My own personal opinion is that allowing one’s self to be dragged into the muck of a messy debate about intent misses the point. My view is that arguing about legislative intent is a fool’s errand, because as I said way back in 2010,there really is no such thing as legislative intent:
[L]egislation cannot be interpreted according to legislative intent because, even in theory, it is often impossible to ascribe a single intent to a set of words that is the product of numerous different intentions. If 60 people vote for a provision, and 30 intend it to mean one thing, and the other 30 intend for it to mean the precise opposite, there is no coherent way to determine a single “intent” behind the text.
Tips to Instapundit.
Legislative intent would appear to be a significant development in our court.
from The Washington Post, On Obamacare, John Roberts helps overthrow the Constitution by George Will
Since the New Deal, courts have permitted almost any legislative infringement of economic liberty that can be said to have a rational basis. Applying this extremely permissive test, courts usually approve any purpose that a legislature asserts. Courts even concoct purposes that legislatures neglect to articulate. This fulfills the Roberts Doctrine that it is a judicial function to construe laws in ways that make them perform better, meaning more efficiently, than they would as written by Congress.
Thursday’s decision demonstrates how easily, indeed inevitably, judicial deference becomes judicial dereliction, with anti constitutional consequences. We are, says William R. Maurer of the Institute for Justice, becoming “a country in which all the branches of government work in tandem to achieve policy outcomes, instead of checking one another to protect individual rights. Besides violating the separation of powers, this approach raises serious issues about whether litigants before the courts are receiving the process that is due to them under the Constitution.”
The Roberts Doctrine facilitates what has been for a century progressivism’s central objective, the overthrow of the Constitution’s architecture. The separation of powers impedes progressivism by preventing government from wielding uninhibited power. Such power would result if its branches behaved as partners in harness rather than as wary, balancing rivals maintaining constitutional equipoise.

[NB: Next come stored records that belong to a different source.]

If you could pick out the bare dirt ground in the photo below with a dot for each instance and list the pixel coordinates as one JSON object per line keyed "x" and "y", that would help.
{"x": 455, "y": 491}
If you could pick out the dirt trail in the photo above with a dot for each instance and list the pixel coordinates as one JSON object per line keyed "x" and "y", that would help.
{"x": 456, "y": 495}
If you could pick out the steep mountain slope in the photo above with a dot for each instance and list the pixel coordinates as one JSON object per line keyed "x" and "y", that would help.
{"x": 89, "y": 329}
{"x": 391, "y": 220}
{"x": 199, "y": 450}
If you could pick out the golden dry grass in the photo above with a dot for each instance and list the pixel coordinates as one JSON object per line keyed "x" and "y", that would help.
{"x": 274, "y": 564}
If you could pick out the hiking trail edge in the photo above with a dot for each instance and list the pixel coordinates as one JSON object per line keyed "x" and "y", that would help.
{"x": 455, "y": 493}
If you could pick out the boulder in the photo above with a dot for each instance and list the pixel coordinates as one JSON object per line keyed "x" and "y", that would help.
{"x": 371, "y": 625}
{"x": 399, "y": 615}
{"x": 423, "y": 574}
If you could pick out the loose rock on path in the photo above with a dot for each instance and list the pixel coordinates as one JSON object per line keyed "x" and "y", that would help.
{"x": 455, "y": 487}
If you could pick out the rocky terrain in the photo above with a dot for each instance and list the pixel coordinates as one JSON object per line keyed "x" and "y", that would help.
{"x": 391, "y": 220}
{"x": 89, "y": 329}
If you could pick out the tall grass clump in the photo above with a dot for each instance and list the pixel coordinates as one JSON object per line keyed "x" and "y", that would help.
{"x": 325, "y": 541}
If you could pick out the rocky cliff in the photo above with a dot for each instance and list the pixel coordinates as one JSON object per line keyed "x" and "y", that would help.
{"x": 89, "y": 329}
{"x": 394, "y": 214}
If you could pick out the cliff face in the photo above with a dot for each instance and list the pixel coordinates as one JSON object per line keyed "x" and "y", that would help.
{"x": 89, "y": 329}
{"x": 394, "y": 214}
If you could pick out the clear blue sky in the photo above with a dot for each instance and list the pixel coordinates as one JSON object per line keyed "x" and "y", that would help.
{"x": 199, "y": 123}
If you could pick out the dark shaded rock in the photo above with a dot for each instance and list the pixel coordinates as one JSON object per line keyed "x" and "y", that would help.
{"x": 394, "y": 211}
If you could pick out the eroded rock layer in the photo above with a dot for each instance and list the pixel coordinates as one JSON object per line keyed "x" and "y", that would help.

Roberts says “we must respect the role of the Legislature” but “[A] fair reading of legislation demands a fair understanding of the legislative plan.” However, he goes beyond “understanding” the plan; he adopts a legislator’s role in order to rescue the legislature’s plan from the consequences of the legislature’s dubious decisions. By blurring, to the point of erasure, constitutional boundaries, he damages all institutions, not least his court.
This ruling is part of a long trend in progressivsim to counter the ideas of checks and balances and thus increase central power.